The application of rate-transient analysis (RTA) concepts to flowback data gathered from multi-fractured horizontal wells (MFHWs) completed in tight/shale reservoirs has recently been proposed as an independent method for quantitatively evaluating hydraulic fracture properties. However, the initial fluid pressures and saturations in the fracture network, and adjacent reservoir matrix, are generally unknown at the start of flowback, creating significant uncertainty in the quantitative analysis of flowback data. A possible approach to recreate these initial conditions is to simulate fluid leakoff during hydraulic fracture propagation (during the stimulation treatment) and subsequent shut-in period prior to flowback. In this study, we present a semi-analytical flow model, coupled with a hydraulic fracture (‘frac’) model and constrained with laboratory-based geomechanical data, for evaluating the initial conditions of flowback.
In previous work, a semi-analytical model based on the dynamic drainage area (DDA) concept was used to simulate water-based fluid leakoff from a MFHW into a tight oil reservoir with minimal mobile water (Montney Formation) in Western Canada during and after fracturing operations. The model assumes that each fracturing stage can be represented by a primary hydraulic fracture (PHF, containing the majority of the proppant), and adjacent non-stimulated reservoir (NSR) or enhanced fracture region (EFR, area of elevated permeability in reservoir caused by the stimulation treatment). Each region was represented by a single-porosity system. The DDA propagation speed within the PHF during the stimulation treatment was constrained through the use of a simple analytical frac model. While this approach was considered novel, several improvements, and additional laboratory constraints, were considered necessary to yield more accurate predictions of flowback initial conditions.
In the current work, the modeling approach described above was improved by
representing the EFR with a dualporosity system and
fully coupling the frac model (used for PHF creation and propagation) with the DDA model for fluid leakoff simulation into the EFR.
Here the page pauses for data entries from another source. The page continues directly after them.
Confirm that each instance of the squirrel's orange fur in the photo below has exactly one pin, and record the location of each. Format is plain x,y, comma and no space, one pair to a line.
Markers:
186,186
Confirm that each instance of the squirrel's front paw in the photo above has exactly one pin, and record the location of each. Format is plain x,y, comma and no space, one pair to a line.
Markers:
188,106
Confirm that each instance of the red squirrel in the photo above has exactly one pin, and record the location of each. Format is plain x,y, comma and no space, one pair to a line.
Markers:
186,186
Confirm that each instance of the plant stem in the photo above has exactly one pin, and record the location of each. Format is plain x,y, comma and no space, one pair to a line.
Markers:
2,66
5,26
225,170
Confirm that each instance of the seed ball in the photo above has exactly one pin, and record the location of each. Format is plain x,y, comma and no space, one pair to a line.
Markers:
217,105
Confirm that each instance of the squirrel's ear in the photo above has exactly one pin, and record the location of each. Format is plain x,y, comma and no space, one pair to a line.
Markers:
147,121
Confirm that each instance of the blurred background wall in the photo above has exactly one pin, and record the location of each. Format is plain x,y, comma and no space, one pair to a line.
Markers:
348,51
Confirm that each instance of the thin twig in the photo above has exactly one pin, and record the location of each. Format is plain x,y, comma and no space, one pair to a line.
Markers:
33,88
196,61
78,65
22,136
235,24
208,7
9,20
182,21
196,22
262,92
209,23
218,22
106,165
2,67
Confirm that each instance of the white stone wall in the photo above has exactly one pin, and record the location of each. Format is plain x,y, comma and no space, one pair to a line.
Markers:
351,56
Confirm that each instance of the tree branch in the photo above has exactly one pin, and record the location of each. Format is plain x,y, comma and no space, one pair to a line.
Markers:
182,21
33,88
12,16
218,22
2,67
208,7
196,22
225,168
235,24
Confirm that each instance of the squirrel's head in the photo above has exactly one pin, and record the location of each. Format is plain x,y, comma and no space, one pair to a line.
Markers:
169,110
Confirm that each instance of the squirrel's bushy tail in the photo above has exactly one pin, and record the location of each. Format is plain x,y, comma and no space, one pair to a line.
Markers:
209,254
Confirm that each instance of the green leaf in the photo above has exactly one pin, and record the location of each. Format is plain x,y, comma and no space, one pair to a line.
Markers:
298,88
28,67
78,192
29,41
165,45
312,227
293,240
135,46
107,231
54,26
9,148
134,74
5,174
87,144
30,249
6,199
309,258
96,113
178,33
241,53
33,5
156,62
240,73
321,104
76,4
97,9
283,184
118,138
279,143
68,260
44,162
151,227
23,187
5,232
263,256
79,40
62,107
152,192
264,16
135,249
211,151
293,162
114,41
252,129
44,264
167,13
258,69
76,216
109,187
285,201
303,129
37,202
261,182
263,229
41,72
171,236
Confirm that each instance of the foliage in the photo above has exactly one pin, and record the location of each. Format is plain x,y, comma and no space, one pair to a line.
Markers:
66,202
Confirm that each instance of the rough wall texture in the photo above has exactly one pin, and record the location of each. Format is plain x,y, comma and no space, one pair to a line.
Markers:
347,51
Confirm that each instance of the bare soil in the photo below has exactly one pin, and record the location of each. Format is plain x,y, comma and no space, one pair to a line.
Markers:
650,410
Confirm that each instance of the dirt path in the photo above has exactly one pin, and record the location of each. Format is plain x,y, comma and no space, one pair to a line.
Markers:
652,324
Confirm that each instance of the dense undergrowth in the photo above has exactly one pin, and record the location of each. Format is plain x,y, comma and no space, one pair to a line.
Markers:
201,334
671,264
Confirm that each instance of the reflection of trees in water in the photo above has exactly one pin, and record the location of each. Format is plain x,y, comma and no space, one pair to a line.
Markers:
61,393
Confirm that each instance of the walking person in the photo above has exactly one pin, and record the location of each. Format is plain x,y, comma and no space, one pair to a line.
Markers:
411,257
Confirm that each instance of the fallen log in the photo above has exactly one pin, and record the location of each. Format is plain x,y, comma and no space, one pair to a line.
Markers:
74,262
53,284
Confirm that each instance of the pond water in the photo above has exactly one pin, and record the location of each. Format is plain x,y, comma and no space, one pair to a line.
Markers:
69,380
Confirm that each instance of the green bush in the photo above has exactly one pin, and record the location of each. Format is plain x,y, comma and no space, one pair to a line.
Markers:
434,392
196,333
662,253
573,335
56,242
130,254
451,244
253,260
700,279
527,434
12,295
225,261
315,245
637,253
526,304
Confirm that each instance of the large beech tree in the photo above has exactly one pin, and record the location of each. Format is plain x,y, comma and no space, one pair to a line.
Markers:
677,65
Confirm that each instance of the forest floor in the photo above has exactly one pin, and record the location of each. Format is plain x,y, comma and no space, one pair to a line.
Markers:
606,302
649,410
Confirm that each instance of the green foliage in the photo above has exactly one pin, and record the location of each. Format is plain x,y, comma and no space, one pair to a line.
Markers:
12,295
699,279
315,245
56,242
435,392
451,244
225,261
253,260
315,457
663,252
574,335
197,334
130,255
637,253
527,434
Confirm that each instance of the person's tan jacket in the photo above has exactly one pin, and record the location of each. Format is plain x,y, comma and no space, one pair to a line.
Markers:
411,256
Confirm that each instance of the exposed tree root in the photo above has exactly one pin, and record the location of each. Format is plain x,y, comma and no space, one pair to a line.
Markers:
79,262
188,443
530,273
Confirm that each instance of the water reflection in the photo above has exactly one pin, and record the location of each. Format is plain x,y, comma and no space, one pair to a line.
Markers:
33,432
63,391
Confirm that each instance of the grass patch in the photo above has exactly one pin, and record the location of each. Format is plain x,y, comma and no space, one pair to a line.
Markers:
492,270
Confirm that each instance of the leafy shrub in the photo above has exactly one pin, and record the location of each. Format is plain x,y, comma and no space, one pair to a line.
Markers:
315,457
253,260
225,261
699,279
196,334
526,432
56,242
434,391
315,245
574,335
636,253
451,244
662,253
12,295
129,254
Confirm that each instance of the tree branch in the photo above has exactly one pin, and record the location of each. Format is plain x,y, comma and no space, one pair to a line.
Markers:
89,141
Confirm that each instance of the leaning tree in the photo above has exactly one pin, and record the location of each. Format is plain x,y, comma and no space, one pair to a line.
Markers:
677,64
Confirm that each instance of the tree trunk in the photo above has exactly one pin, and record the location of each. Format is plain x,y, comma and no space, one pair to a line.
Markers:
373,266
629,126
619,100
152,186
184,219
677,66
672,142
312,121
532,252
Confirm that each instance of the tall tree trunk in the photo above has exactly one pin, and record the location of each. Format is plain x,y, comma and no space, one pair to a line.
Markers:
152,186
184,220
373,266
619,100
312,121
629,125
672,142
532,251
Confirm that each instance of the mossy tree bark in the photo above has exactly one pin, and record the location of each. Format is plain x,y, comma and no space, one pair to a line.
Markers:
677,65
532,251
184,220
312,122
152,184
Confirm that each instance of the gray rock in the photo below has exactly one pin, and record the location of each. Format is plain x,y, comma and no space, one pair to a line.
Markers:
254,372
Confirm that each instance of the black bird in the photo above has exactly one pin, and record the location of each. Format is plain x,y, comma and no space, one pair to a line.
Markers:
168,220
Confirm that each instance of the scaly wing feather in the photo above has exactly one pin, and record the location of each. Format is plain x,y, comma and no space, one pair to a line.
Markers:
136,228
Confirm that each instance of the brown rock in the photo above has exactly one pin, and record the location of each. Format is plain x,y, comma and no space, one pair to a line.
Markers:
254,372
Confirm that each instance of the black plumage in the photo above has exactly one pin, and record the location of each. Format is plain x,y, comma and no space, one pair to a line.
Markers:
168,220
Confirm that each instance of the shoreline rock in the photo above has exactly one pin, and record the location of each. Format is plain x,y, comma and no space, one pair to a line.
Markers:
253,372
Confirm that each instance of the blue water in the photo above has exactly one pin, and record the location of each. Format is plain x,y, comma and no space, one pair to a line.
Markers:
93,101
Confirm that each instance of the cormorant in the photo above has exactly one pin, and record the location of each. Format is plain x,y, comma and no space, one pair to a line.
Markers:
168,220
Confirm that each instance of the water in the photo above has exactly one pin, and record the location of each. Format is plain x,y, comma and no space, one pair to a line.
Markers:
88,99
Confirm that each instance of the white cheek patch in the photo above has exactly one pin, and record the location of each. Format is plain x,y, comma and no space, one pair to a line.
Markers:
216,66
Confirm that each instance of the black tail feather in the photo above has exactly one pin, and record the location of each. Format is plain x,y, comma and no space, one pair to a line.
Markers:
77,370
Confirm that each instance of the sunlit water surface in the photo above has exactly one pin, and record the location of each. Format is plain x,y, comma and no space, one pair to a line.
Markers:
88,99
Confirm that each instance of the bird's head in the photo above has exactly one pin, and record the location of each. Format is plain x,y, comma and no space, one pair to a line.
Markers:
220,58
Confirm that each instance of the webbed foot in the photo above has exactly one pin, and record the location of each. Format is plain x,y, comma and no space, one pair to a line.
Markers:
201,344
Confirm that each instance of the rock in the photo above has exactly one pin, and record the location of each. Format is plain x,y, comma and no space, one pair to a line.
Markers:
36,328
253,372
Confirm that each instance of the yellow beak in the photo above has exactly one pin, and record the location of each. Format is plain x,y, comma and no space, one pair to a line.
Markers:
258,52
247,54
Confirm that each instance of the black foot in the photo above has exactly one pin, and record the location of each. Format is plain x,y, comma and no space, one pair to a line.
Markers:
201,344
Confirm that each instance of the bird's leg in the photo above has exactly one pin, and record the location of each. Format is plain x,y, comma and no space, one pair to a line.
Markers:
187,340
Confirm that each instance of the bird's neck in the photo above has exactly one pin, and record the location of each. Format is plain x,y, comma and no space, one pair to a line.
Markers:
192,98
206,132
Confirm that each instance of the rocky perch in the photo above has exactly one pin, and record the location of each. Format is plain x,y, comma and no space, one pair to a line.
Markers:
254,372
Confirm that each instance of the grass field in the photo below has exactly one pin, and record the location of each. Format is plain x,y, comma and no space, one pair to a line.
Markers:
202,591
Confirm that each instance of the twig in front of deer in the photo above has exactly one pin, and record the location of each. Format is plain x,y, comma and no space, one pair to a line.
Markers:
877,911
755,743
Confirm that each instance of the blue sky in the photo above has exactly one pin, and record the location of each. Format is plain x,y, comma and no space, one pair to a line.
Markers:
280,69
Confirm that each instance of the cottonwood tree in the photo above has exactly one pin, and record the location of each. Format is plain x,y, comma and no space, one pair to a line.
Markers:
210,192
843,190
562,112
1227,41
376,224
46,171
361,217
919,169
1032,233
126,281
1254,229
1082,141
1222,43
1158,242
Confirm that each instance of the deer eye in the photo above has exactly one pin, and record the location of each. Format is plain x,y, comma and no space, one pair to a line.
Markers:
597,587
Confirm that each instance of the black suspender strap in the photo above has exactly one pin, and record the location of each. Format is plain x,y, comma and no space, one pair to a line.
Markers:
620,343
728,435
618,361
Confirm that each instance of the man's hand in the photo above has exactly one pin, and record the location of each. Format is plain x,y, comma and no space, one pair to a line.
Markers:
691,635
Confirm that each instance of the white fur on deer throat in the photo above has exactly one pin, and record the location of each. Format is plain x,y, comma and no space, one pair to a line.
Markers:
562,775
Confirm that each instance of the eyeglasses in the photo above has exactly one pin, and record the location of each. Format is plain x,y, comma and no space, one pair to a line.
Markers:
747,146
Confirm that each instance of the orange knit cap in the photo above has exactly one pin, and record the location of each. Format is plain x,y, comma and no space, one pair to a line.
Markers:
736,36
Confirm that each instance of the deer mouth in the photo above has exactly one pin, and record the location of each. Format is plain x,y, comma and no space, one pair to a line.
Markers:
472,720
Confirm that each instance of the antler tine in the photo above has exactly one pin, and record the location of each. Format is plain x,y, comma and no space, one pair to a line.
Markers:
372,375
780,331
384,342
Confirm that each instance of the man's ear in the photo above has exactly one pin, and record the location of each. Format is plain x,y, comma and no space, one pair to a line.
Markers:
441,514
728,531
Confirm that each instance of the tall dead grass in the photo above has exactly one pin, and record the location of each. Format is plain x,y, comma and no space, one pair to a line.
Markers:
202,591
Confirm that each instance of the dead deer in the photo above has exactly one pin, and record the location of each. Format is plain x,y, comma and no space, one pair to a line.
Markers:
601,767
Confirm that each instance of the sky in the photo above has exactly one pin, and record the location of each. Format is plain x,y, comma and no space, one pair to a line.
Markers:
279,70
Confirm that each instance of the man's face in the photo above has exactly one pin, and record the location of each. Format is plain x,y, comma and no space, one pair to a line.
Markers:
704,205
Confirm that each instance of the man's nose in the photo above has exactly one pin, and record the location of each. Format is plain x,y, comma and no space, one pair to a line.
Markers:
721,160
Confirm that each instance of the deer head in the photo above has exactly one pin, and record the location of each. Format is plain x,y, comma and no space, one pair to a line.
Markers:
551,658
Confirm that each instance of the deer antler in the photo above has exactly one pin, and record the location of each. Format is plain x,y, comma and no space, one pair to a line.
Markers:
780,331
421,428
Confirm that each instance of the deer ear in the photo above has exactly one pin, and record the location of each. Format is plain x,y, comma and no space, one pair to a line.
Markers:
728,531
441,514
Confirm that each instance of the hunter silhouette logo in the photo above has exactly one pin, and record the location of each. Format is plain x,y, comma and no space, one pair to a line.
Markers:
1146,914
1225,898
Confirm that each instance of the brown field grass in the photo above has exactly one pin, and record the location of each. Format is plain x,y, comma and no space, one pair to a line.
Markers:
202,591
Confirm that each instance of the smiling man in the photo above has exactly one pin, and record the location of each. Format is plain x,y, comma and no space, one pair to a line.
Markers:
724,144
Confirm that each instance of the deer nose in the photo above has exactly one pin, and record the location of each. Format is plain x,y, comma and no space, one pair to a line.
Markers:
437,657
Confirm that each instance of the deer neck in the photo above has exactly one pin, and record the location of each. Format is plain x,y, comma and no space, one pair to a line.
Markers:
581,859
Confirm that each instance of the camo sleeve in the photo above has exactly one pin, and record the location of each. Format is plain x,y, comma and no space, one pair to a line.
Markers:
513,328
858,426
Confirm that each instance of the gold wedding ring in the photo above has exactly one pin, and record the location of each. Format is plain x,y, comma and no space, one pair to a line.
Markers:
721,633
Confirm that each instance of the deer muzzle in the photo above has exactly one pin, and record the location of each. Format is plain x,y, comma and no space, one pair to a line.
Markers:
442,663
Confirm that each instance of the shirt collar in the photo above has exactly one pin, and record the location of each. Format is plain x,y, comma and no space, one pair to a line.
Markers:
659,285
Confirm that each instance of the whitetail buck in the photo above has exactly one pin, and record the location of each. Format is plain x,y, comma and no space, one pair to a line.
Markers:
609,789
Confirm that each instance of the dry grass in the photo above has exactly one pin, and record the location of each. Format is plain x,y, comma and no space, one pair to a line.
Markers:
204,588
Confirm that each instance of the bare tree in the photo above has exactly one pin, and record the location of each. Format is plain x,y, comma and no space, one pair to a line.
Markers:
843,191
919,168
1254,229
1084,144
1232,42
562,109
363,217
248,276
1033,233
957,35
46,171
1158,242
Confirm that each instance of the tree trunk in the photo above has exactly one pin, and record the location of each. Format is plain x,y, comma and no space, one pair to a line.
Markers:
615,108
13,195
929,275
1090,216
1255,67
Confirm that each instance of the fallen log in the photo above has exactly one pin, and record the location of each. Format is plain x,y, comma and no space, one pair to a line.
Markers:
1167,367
Improvement 1) was considered necessary to more realistically represent the spatial distribution of fluids in the EFR and associated saturations and pressures. Improvement 2) was considered necessary to more realistically control PHF propagation speed. Finally, to ensure that model geomechanics were properly constrained, a comprehensive suite of previously-gathered laboratory data was utilized. Laboratory-derived propped (PHF) and unpropped (EFR) fracture permeability/conductivity data as a function of pore pressure, as well as fracture compressibility data, were used as constraints to the model. The improved model was re-applied to the tight oil field case and yielded more realistic estimates of flowback initial conditions, enabling more confident history-matching of flowback data.
The results of this study will be of importance to those petroleum engineers interested in quantitative analysis of flowback data to accurately obtain fracture properties by ensuring that models are properly initiated.